Y a continuación contó lo que acababa de suceder en el cementerio.

—Me imagino —masculló Schindler— que lo ha cogido con toda la mano.

—No. Lo he sacado por la anilla del gatillo y lo he envuelto con el pañuelo, pero me extrañaría que encontrase huellas. La señorita Hulenberg ha efectuado el trabajo con guantes y la tierra mojada ha debido de borrar muchas de ellas, suponiendo que no se hayan ocupado de hacerlo antes.

—Ya veremos. Acaba usted de hacernos un gran servicio, pero tendrá que aparecer en la instrucción del caso, pues es el único que ha visto enterrar esta arma.

—¿Quiere decir que será su palabra contra la mía? No tengo ningún inconveniente. En cambio, hay una pregunta que no paro de hacerme.

—¿Qué nos apostamos a que es la misma que me hago yo? ¿Dónde escondieron esta pistola después de matar al consejero Golozieny? Cuando detuvimos el coche, lo registramos a conciencia, y no es un objeto que pase inadvertido en un buen registro.

—¿No registró a los ocupantes?

—Al chófer sí. En cuanto a la baronesa, nos dio su manguito y su bolso. Hasta se quitó el abrigo de pieles para demostrarnos que era imposible esconder una cosa así bajo el vestido bastante ajustado que llevaba.

—Pero debía de estar en algún sitio, puesto que no se esperaban encontrar a la policía. O bien se lo quedó Solmanski, lo que significa que se ha reunido con su hermana delante de sus narices.

La cara tersa y redonda del austriaco pareció arrugarse de golpe. No le había gustado el «delante de sus narices» de Morosini.

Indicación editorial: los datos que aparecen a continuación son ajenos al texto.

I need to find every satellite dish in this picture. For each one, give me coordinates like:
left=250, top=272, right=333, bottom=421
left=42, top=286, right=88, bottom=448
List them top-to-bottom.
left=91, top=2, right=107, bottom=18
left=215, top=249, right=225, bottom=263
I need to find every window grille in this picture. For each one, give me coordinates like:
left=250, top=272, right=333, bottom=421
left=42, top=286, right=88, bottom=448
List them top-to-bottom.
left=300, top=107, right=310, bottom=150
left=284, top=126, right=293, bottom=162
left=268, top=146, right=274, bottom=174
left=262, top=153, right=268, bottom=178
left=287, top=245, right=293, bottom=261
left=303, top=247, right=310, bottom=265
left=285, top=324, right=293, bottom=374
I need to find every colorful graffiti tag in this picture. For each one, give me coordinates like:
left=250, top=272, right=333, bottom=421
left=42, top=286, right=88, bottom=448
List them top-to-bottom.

—Hay otra posibilidad —gruñó—, y es el argumento que utilizará el abogado de la baronesa: el arma podía perfectamente estar en posesión de usted. Como usted muy bien ha dicho, será la palabra de ella contra la suya, y usted es extranjero.

—¿Y acaso ella no lo es?

—Ella es polaca, y una parte de Polonia pertenecía al Imperio austriaco.

Aldo sintió que lo dominaba la cólera.

—¿Y cree que en Varsovia les están agradecidos por eso? No más que en Venecia, que ocuparon despreciando todos los derechos de sus ciudadanos. Yo incluso pude apreciar su hospitalidad carcelaria durante la guerra. Así que deberíamos jugar en igualdad de condiciones. Y más teniendo en cuenta que el verdadero apellido de su hermano es Ortchakov y que es ruso. Encantado de saludarlo, Herr Polizeidirektor.

Morosini cogió su sombrero de encima de la silla donde lo había dejado al entrar, se lo puso con gesto enérgico, fue hacia la puerta y la abrió, pero antes de salir añadió:

—No olvide que yo estaba en el coche de la señora Von Adlerstein cuando mataron a su primo y que ella lo confirmará. Ah, y le voy a dar un consejo: si escribe al superintendente Warren, pídale algunas pequeñas indicaciones sobre el arte de dirigir una investigación. Le vendrán muy bien.